SARS virus hyödyntää isäntäkehon proteaaseja infektoidessaan solua . Olisiko antiproteaasista hyötyä?

https://www.ncbi.nlm.nih.gov/pmc/articles/PMC2773421/

PLoS One. 2009; 4(11): e7870.

Published online 2009 Nov 17. doi: 10.1371/journal.pone.0007870

PMCID: PMC2773421

PMID: 19924243

Cleavage of the SARS Coronavirus Spike Glycoprotein by Airway Proteases Enhances Virus Entry into Human Bronchial Epithelial Cells In Vitro

Yiu-Wing Kam, ^{1 , 2} Yuushi Okumura, ^{3 , 4} Hiroshi Kido, ⁴ Lisa F. P. Ng, ^{2 , 5} Roberto Bruzzone, ^{1 , *} and Ralf Altmeyer ¹

Georges Snounou, Editor  Abstract

Background

Entry of enveloped viruses into host cells requires the activation of viral envelope glycoproteins through cleavage by either intracellular or extracellular proteases. In order to gain insight into the molecular basis of protease cleavage and its impact on the efficiency of viral entry, we investigated the susceptibility of a recombinant native full-length S-protein trimer (triSpike) of the severe acute respiratory syndrome coronavirus (SARS-CoV) to cleavage by various airway proteases.
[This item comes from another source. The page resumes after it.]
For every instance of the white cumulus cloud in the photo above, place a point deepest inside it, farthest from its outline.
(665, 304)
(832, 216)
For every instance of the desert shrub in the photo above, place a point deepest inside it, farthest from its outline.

Methodology/Principal Findings

Purified triSpike proteins were readily cleaved in vitro by three different airway proteases: trypsin, plasmin and TMPRSS11a. High Performance Liquid Chromatography (HPLC) and amino acid sequencing analyses identified two arginine residues (R667 and R797) as potential protease cleavage site(s). The effect of protease-dependent enhancement of SARS-CoV infection was demonstrated with ACE2 expressing human bronchial epithelial cells 16HBE. Airway proteases regulate the infectivity of SARS-CoV in a fashion dependent on previous receptor binding. The role of arginine residues was further shown with mutant constructs (R667A, R797A or R797AR667A). Mutation of R667 or R797 did not affect the expression of S-protein but resulted in a differential efficacy of pseudotyping into SARS-CoVpp. The R667A SARS-CoVpp mutant exhibited a lack of virus entry enhancement following protease treatment.

Conclusions/Significance

These results suggest that SARS S-protein is susceptible to airway protease cleavage and, furthermore, that protease mediated enhancement of virus entry depends on specific conformation of SARS S-protein upon ACE2 binding. These data have direct implications for the cell entry mechanism of SARS-CoV along the respiratory system and, furthermore expand the possibility of identifying potential therapeutic agents against SARS-CoV.

Introduction

Proteolytic cleavage of the viral envelope glycoprotein into a receptor binding and a fusogenic transmembrane subunit is important to regulate virus entry and infectivity [1]. Previous studies showed that viral glycoprotein activation is mediated by secreted proteases recognizing either monobasic or multibasic cleavage sites [2]. Cleavage of viral glycoprotein has been demonstrated in retrovirus, ortho and paramyxoviruses to regulate virus entry and fusion [3], [4], [5]. The extracellular processing of the envelope glycoprotein has a major impact on the infectivity of virulent or avirulent strains of influenza viruses, Sendai virus and Newcastle disease virus [6], [7], [8]. A typical example is influenza A virus, where virus-cell fusion activity is induced by post-translational proteolytic cleavage of the envelope glycoprotein that is mediated by trypsin-like protease in the bronchial epithelium and airway secretion [9]. Several proteases such as tryptase clara, mini-plasmin, ectopic anionic trypsin, mast-cell tryptase and tryptase TC30, which have been isolated from airway epithelial, can selectivity cleave the consensus cleavage motif of human influenza A virus envelope glycoprotein [10], [11], [12], [13] and determine the virus tropism and infectivity. Recent advance of human genome studies identified a large number of transmembrane serine protease (TMPRSS). Various TMPRSS members with known airway localization have been identified from the respiratory tract. TMPRSS11a, one of the newly identified members of type II transmembrane serine proteases, is expressed in upper respiratory tract (pharynx and trachea) (unpublished data). However, less is known about TMPRSS that activate pneumotropic virus under natural infection.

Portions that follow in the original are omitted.